The ICU's ideology was an unstable mixture, and the movement developed highly unevenly. At times, ICU leaders promoted a radical vision of workers and tenant farmers taking over white farms. In the late 1920s the movement took on a millenarian aspect in the rural Eastern Cape where predictions of airborne liberation by African Americans captured the imagination of thousands of people. Yet the ICU also made extensive, and often successful, use of the (white-run) courts. In the late 1920s, the South African ICU briefly sought to reposition itself as a moderate, orthodox trade union.

There was some overlap of membership between the ICU and the then-moderate (and tiny) African National Congress, but the two bodies were often rivals, despite several ICU attempts to influence Congress. Members of the Communist Party of South Africa played an important role in the early ICU, but were expelled in 1926.

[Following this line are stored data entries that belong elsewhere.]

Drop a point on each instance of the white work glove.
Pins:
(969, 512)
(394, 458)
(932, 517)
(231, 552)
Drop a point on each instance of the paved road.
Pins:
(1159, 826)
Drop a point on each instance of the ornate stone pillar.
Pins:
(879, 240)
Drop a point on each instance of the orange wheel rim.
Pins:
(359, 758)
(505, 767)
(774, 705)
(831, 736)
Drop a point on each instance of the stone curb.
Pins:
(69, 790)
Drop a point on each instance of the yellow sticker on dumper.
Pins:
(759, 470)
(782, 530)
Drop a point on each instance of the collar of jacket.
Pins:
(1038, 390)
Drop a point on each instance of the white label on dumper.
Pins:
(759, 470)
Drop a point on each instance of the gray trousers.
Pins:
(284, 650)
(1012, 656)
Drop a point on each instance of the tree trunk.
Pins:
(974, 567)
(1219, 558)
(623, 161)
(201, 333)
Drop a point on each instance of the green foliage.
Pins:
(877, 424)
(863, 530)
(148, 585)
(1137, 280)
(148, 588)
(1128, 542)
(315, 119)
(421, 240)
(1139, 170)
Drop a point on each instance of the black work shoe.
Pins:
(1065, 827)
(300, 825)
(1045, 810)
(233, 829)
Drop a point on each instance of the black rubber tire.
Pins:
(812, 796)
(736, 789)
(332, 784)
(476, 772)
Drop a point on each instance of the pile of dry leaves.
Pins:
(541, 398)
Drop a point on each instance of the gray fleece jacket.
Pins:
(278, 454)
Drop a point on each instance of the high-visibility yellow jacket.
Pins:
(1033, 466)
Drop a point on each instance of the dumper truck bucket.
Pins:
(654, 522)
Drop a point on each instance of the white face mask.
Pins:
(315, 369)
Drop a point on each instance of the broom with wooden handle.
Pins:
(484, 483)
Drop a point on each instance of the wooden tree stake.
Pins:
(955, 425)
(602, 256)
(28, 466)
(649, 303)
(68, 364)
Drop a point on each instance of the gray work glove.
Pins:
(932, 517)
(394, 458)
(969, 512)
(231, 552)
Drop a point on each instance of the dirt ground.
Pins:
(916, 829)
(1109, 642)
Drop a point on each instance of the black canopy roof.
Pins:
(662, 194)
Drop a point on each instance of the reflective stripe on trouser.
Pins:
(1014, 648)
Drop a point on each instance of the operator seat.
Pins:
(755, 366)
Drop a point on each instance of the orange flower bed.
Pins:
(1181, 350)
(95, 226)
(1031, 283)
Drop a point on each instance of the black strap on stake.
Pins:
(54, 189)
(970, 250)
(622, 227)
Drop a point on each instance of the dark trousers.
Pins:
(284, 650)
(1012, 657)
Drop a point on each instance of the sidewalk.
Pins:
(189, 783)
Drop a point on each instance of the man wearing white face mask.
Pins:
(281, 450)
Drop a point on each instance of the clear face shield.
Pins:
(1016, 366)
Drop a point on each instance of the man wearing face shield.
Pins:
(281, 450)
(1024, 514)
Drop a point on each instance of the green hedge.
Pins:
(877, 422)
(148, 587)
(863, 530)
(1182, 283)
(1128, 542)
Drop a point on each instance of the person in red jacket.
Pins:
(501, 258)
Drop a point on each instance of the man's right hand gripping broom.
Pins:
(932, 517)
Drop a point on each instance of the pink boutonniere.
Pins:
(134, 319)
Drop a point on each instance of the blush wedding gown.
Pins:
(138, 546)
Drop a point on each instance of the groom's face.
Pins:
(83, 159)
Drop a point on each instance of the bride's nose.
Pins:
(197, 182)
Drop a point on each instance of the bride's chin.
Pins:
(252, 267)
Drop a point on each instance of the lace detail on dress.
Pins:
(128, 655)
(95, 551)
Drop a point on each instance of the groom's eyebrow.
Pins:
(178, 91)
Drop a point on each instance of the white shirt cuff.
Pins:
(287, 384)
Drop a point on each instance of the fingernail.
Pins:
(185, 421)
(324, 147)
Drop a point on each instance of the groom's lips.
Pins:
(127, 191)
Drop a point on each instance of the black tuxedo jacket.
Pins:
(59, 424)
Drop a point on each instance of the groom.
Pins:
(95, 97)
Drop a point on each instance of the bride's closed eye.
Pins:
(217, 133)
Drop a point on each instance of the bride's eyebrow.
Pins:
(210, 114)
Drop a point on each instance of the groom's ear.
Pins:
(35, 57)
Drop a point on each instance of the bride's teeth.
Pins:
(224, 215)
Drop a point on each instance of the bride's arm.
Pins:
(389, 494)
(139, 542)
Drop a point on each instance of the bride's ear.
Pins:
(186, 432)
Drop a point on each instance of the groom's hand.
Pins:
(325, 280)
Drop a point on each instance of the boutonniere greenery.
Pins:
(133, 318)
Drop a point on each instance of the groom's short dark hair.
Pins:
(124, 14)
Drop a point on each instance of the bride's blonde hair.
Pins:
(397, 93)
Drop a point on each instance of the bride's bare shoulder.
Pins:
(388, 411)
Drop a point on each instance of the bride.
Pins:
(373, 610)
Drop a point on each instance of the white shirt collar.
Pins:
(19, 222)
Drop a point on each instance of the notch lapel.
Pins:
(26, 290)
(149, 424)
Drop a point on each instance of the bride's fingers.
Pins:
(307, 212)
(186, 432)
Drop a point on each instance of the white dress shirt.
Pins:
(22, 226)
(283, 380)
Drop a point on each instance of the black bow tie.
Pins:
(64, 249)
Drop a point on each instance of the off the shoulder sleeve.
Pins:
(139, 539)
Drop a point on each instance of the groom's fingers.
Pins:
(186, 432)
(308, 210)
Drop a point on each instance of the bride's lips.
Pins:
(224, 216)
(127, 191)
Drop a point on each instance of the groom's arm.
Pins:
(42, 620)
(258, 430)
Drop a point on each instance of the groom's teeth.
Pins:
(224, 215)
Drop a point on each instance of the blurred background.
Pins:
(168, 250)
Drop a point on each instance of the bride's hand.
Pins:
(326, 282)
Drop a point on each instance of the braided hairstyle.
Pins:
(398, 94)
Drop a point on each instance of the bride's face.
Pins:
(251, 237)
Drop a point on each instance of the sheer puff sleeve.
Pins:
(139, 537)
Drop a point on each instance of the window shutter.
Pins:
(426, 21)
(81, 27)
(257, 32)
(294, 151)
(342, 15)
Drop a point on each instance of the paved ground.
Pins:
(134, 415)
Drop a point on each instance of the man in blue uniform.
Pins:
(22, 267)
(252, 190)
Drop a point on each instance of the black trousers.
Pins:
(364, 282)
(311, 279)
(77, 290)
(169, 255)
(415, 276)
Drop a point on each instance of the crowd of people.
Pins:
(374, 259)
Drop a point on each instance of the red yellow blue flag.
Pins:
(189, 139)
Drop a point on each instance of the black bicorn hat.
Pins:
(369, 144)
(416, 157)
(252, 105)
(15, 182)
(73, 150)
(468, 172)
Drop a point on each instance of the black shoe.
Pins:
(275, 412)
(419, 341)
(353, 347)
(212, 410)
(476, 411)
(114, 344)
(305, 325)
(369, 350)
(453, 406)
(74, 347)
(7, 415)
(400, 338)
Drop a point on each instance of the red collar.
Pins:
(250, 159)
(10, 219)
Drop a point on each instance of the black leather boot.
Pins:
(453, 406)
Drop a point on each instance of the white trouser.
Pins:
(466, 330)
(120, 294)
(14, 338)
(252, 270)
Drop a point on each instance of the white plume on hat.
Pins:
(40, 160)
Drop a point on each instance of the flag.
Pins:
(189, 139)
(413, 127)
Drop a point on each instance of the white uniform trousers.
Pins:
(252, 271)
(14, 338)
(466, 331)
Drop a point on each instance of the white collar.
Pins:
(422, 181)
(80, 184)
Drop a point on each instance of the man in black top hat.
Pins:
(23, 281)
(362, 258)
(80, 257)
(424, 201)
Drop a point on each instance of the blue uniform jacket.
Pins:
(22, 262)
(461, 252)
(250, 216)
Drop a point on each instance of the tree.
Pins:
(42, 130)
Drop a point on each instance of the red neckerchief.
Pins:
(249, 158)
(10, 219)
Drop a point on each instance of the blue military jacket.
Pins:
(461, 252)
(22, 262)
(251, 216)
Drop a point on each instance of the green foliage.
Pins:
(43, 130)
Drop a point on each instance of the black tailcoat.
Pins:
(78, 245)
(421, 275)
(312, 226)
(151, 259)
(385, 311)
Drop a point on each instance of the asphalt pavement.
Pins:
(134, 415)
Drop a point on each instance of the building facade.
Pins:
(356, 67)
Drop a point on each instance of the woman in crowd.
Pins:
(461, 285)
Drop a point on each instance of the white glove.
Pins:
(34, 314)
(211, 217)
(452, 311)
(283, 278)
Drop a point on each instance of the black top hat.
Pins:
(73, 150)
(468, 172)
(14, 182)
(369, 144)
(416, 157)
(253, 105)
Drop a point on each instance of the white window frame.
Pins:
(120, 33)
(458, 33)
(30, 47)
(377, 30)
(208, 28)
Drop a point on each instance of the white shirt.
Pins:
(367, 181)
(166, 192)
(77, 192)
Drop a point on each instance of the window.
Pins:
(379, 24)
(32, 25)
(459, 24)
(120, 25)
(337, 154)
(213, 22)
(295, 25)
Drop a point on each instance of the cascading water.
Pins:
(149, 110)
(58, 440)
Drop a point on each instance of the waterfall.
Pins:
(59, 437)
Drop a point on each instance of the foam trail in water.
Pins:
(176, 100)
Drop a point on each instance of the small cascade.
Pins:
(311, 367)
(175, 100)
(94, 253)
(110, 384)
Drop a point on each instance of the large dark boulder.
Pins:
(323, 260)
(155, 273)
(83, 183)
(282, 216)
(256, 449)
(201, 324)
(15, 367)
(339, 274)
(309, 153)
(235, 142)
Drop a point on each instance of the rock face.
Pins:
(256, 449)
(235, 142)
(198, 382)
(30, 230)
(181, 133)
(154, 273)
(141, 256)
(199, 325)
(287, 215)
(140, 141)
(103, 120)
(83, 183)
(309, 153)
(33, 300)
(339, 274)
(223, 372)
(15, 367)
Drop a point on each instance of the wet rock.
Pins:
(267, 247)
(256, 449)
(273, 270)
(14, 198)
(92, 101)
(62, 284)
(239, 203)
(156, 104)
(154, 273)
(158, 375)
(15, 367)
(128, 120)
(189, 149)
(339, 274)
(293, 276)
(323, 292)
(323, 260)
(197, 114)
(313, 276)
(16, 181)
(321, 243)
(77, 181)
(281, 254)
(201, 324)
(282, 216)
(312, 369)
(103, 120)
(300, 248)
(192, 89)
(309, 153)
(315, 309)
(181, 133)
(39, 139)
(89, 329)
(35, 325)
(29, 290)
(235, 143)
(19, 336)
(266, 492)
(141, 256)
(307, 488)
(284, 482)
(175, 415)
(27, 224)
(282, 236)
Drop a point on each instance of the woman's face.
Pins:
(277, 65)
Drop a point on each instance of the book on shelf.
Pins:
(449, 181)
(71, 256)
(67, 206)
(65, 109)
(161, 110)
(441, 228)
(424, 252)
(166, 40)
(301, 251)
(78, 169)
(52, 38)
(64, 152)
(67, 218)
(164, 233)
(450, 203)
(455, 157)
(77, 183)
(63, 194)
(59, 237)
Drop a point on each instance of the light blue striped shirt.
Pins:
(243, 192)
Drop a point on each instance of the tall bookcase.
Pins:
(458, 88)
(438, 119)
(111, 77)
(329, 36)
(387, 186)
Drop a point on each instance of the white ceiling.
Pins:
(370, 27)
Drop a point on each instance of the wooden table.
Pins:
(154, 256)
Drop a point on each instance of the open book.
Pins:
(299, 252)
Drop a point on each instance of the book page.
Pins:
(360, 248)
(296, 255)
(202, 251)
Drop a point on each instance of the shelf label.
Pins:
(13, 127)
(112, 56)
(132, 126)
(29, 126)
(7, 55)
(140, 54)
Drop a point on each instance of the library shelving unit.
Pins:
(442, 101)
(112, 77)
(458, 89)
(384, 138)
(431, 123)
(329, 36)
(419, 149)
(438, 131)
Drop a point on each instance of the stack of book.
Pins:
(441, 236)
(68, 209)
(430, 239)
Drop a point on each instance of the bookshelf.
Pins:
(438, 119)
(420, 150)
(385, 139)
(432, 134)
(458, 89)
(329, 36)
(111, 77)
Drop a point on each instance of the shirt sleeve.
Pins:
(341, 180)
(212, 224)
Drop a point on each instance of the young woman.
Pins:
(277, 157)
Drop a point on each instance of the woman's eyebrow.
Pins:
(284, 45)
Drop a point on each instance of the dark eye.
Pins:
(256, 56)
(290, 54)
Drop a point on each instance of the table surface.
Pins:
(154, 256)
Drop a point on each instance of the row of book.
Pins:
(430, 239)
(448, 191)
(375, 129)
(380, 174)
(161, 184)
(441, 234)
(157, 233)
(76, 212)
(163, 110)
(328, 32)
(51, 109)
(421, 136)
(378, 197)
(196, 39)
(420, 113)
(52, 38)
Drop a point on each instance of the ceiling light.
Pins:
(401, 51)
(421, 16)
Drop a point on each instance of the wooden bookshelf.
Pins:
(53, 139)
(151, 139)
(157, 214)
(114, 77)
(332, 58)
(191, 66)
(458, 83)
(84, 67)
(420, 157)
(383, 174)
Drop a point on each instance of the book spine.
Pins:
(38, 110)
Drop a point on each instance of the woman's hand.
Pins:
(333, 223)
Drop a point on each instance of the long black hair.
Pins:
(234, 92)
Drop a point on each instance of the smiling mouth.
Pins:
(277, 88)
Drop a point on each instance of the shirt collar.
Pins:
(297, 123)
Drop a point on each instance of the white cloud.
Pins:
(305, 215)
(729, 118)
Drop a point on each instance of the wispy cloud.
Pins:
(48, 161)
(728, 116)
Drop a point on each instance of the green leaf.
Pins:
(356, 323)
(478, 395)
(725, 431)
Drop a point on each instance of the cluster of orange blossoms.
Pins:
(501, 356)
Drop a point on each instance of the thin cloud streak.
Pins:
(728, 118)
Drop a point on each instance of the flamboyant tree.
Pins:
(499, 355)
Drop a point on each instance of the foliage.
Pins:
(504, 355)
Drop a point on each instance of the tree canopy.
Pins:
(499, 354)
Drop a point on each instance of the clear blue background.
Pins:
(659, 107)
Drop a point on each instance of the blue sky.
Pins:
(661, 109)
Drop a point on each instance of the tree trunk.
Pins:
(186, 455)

By the late 1920s the South African ICU faced severe repression, especially the eviction of activists from white farms and laws enabling crackdowns on key figures. This repression was enabled by the Industrial Conciliation Act, 1924, which exempted non-whites from labor laws and refused them legal recognition as employees. Meanwhile, the union had severe internal weaknesses, including unaccountable leaders, corruption and a lack of clear strategy. In 1928 the union was still able to play a major role in the famous women's beer hall boycott in Durban, where in the 1930s the union had its own hall in Prince Edward Street in Durban, and undertook mass marches through the suburb of Sydenham.

The Zimbabwean ICU faced similar challenges, but grew quite rapidly into the 1930s, emerging as a major black political force. Like the South African ICU, it had a large rural base, as well as an influence in black urban areas. It experienced some decline, but continued to operate in the form of the Reformed ICU into the mid-1950s. In Zambia, ICU groups were active from 1931, but never attained the size and power of the two southern ICUs. In Namibia, the ICU was mainly active in the port town of Lüderitz.

In 1935 Rachel Simons was the secretary of the union.

Contemporary analysts and currents sympathetic to an autonomous and self-directed politics of the poor are increasingly revisiting the history of the ICU.